Here's Srajan Ebaen's answer in his Goldmund Telos 360 amp review a while back.
Conclusion. Responsible journalism can't skim over a basic fact.
Goldmund's Telos 360 are very expensive.
For that they're quite empty inside and materially of low weight. The very
smallest XA Series stereo amp from Pass Labs weighs more than this pair
combined but wants just 1/6th the coin.
Such a seriously loaded tab is part of the brand's luxury positioning. It comes
with the territory.

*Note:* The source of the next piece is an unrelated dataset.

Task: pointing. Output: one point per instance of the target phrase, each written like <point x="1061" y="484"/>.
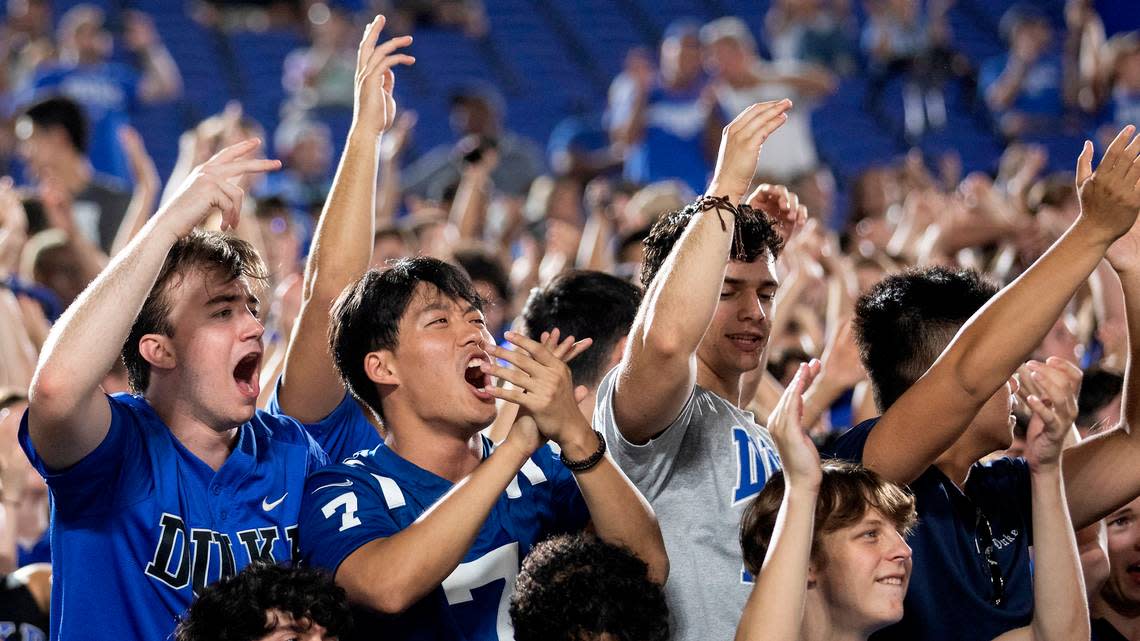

Where material packaging goes, their own Job 250 monos sold
direct at $3'400/pr and manufactured in the same Geneva location show how a
very similar circuit with the same power output can be stuffed into far smaller
de-blinged boxes. Wherever ownership is invested in such matters, pride takes a
hit. With these luxe monos, there's only a reassuring cuddle and the obligatory
gleam of gold-plated decals and silkily finished nearly white aluminium to
confirm status. Whilst sensibilities on eye candy diverge, there's no argument
that these Swiss amps also deliver sonic substance. They aren't pushers of
empty calories. Yet they aren't kitchen pickers with big knickers either. The
overriding part of their design brief is speed, low noise and the resolution
which occurs at the confluence of these two streams. There's very refined
smoothness yet no comfort padding from fatty warmth.
With speakers whose warmth is
built in with strategic radiation patterns and minor response tweaks à la
Kaiser, the Telos 360 amps are truly ideal and ultimate
choices which prevent additive fattening, deceleration and coagulation. Hence
my earlier amp-as-passive-magnetive-preamp characterization. With speakers on
the cooler leaner side like our Albedos or equivalent efforts from Estelon,
Gauder/Isophon, Mårten & Co, arriving at a similar sound requires
adjustments with your upstream choices. Then a superior valve preamp and/or
tube-buffered DAC become natural options. Finally, I can think of precious few
if any amplifiers which could brag of an equivalent lineage or core circuit
tracking back unbroken 3+ decades. Over this period, the topology has undergone
constant refinements by different teams of engineers. Should this be the sonic
flavour of your dreams, here it's been tweaked, polished, re-tweaked and
polished again and again perhaps to a more extensive degree than anywhere else.
It's how Goldmund's commitment to tradition coexists with and informs their
commitment to evolution. For those of us insufficiently lubricated*, the Job amps
benefit from the exact same commitment. They're simply a few generations behind
this now 9th-gen curve. This rewards those who make a far greater
investment into the company with the very latest advances and findings. Which
is as it ought to be. Finally, the art of scaling up power without sacrificing
sophistication is trickier than doubling or quadrupling everything on a proven
low-power circuit. That's why to this day we don't have a 100wpc FirstWatt, a
200wpc Bakoon or 300-watt Crayon monos. That Goldmund have learnt how to scale
their circuit into high-power turf without sacrificing sophistication speaks to
the lengths their various project leaders have gone over the years; and how
management continues to invest into relevant R&D to make it so.